Au point qu’au début du XIXème, le terme est synonyme de « voyant ». Il sera remplacé par « médium » à la fin du siècle sous l’influence du spiritisme, puis disparaîtra complètement du vocabulaire moderne. En attendant, en ce début du XIXe, le duo médecin et somnambule fait fureur. L’un magnétise, l’autre dicte des ordonnances (les somnambules sont censés voir à l’intérieur des corps), prédit l’avenir, ou parle avec les anges. L’association permet de contourner les risques d’accusation d’exercice illégal de la médecine, mais c’est le somnambule, généralement une femme, qui fait le principal boulot. Hein ? Une… quoi ? Ces êtres inférieurs à peine dôtés de raison prétendant avoir un quelconque pouvoir ? Pire : osant se mêler de théologie et de philosophie !… En 1826, on n’en peut plus. D’autant qu’à force de brasser du somnambulisme, on en est venu à remettre en cause la condamnation du mesmérisme. Une première commission composée de médecins hospitaliers examine les deux dossiers et conclue… à la réalité du somnambulisme magnétique et du magnétisme. Les académies toussotent et rangent le dossier sous une grosse pile. Une autre commission sera nommée au début de l’année 1837 et cette fois, on a soin de mettre à sa tête un scientifique hostile à ces histoires. Trois ans plus tard, l’affaire est entendue. Les académies notent dans leurs calepins : refuser tout nouvel examen de cette question.

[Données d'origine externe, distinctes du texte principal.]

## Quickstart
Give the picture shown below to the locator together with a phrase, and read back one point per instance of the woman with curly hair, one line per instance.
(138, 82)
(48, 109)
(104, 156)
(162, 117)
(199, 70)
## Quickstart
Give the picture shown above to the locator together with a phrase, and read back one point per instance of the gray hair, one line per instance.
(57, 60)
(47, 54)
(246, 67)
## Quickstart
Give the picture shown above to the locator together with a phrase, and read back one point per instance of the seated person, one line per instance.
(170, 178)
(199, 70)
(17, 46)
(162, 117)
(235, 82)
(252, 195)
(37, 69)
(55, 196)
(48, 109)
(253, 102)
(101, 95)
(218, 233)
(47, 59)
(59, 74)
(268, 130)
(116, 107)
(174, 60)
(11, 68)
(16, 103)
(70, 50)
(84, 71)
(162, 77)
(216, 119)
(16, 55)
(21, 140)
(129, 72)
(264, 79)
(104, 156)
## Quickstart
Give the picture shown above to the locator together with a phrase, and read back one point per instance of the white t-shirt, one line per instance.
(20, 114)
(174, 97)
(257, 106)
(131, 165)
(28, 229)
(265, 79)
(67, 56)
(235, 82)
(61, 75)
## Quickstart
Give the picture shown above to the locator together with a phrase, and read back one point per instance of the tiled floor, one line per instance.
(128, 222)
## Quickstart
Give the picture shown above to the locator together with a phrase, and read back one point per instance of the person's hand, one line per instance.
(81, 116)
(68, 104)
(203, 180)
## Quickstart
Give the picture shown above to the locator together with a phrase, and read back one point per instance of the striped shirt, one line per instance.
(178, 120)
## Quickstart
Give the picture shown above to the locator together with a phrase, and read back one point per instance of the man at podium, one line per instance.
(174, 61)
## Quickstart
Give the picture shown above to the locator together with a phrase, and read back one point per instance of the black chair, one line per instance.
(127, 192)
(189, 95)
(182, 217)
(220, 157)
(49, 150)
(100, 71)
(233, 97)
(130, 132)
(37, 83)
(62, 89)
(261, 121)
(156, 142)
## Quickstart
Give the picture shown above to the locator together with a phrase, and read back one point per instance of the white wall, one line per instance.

Le somnambulisme magnétisme disparaît donc de la scène scientifique vers 1850, à l’époque qui voit naître le Spiritisme aux États-Unis. Il faudra attendre la fin du siècle pour qu’il nous revienne sous une nouvelle forme, celle de l’hypnose théorisée par Braid. Puis des psychologues comme Janet ou Freud s’y intéresseront à leur tour, se rappelant des soins prodigués par Pusyégur à un jeune garçon souffrant de folie, dont il relate la « cure par suggestion » dans le Journal du traitement magnétique du jeune Hébert.
… Et tout ça, mesdames et messieurs, avec une simple bassine que vous pouvez acquérir… ! Oui, pardon.
Melmothia 2007
[1] Citation extraite du site hypnose-therapeutique.
[2] & [3] « Une histoire des sciences psychiques », Entretien avec Bertrand Meheust par Grégory Gutierez, extrait du mensuel Science Frontières, 1999.
[4] Bertrand Méheust «Les voyages somnambuliques au XIXème siècle», site de l’Institut Métapsychique.